Consumers are increasingly turning to expensive “payday loans” from specialist lenders, as high street banks refuse to loosen their grip on credit.

According to research by a consumer watchdog, people who are unable to get a bank loan are now turning to short-term lenders such as The Money Shop and PaydayUK that offer to check credit ratings and approve loans within minutes.

More than a million people in the UK have taken out a payday loan, borrowing £1.2bn in total, according to a report by Consumer Focus published on Saturday.

The market grew by more than 40 per cent last year, while nearly twice as many people took out a payday loan in 2008 as in the previous year. The watchdog said that the market could grow by a further 45 per cent.

Payday loan companies from the US have flooded the UK market in recent years, with advertisements on daytime television and a strong presence online. The companies target people who have unexpected bills, rather than offering long-term solutions to debt.

The Money Shop, the UK trading name of Dollar Financial Corp in the US, which has the largest UK market share, asks on its website: “Need extra cash for life’s little emergencies?”

Borrowers typically pay a set charge of £13-£18 for every £100 borrowed.

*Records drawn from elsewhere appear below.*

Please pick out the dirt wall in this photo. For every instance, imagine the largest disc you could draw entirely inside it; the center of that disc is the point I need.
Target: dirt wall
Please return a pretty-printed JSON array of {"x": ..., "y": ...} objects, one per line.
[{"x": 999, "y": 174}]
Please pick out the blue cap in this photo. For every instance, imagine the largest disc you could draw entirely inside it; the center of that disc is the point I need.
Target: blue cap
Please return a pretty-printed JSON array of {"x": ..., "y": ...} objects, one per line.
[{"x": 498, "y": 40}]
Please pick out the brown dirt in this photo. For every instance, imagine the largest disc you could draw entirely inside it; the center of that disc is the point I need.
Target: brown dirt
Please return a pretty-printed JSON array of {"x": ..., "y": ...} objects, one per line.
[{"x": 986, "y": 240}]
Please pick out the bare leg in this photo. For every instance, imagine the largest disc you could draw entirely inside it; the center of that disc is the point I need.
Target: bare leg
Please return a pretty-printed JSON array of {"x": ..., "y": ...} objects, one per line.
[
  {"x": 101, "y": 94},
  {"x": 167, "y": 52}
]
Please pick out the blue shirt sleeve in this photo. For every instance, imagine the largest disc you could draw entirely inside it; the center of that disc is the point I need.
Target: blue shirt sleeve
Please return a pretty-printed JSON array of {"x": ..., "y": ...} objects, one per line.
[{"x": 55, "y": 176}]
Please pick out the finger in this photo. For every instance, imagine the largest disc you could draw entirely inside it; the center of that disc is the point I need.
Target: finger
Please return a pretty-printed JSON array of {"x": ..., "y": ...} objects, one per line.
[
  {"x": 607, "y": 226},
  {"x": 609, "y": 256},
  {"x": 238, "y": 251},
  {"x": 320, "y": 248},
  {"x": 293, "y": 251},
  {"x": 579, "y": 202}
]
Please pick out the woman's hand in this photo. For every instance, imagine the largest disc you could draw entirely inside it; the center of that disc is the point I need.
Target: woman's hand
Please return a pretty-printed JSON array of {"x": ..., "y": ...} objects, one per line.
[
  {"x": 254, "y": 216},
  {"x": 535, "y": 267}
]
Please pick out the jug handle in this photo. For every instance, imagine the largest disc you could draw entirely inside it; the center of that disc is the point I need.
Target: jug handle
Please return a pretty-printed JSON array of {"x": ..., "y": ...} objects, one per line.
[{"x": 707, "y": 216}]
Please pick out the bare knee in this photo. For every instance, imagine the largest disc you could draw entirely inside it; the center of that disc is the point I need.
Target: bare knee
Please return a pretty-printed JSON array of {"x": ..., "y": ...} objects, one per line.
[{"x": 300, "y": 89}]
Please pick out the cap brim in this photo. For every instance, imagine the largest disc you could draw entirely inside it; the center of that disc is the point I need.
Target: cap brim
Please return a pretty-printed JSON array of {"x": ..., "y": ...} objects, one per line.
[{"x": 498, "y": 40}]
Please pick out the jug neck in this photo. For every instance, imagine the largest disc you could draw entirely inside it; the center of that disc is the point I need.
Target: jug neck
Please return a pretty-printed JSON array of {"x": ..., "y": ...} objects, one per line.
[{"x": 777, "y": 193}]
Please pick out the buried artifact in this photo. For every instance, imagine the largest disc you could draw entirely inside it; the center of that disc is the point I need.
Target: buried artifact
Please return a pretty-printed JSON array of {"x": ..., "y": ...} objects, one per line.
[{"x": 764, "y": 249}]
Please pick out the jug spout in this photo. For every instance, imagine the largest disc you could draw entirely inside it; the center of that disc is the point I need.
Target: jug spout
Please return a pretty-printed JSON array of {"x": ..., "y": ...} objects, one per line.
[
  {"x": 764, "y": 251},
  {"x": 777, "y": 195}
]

The loans are only offered to people with bank accounts and jobs, so are not viewed as a subprime phenomenon, although they tend to be aimed at people on lower incomes. Consumer Focus estimates that two-thirds of loans are taken out by people on salaries of less than £25,000.

Tim Moss, head of loans at, says many people who take out payday loans are professionals who have “stretched themselves in the times of easy credit”.

“It’s not for people that have never been able to get credit,” he said.

Some people are even turning to the loans to improve their credit rating, as the companies can pass on details of repaid loans to credit reference agencies. The charges on payday loans can also be cheaper than an unauthorised overdraft from a bank.

Consumer Focus has stopped short of following the path taken in some states in the US and recommending that payday loans be outlawed, warning that a ban could push people into using illegal loan sharks.

Instead, it has called for safeguards to be introduced to stop people becoming reliant on the loans, such as only allowing households five payday loans a year. The watchdog also believes that there is a gap in the market for short-term loans that high-street banks might be able to exploit.